Mad Men: health and safety porn for the disinfected noughties

I’ve just finished watching the third episode of Mad Men over on BBC Four. It hasn’t gripped me yet I have to say, but one thing that is starting to bug me is, well, the smokespoitation (a word I thought I’d made up but apparently haven’t). Yes it’s okay, I do get that everyone smoked in the 60s. Even in the office. Even pregnant women. That anti-smoking guy who hangs outside all the party conferences every year shouting at people must be doing his nut.

But it isn’t just the smoking. In general, it is one big fetish fest for everything they did in the 60s that we now consider dangerous.
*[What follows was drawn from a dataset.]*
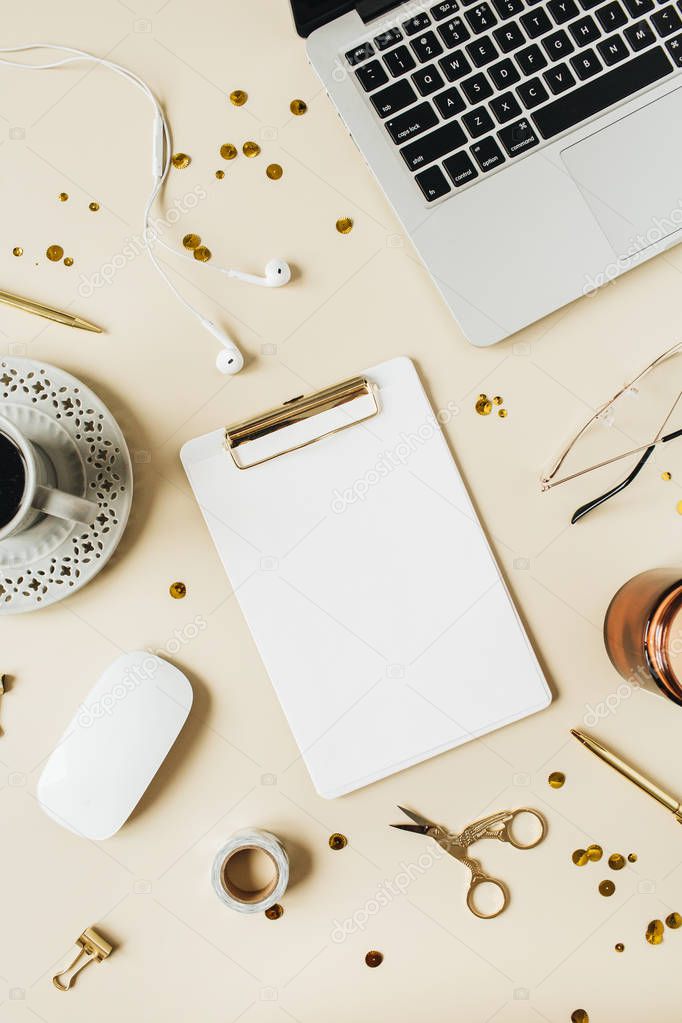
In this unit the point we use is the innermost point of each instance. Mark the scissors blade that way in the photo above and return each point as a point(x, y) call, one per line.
point(418, 819)
point(415, 829)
This is all very well, and factually accurate, but do they really have to signal everything with such great big neon signs stating “LOOK PUNY NOUGHTIES-ERA VIEWER! WATCH US TAKE MINIMAL CONCERN FOR OUR HEALTH AND SAFETY AND QUIVER WITH REPULSION AND DESIRE! BWAA-HAH-HAH-HAAAH!” Last week it was children running around with plastic bags over their heads and rolling around in the bag seat of a car with no safety belt during a crash. This week we’ve had extreme drink driving and a kid being slapped across the face. We aren’t talking subtle here.

The problem is, combine that with the rest of the sixties Americana – the cine film camera, the hats, the rampant sexism, et al – and there isn’t much left. This week’s episode in particular just felt like two episodes jammed together. The subplot about the main character’s wife’s unidentified illness (MS?) was all but forgotten. They’ve spent so much time and energy recreating a period (albeit very much from a contemporary perspective) that plot-wise it seems to be little more than a run of the mill soap.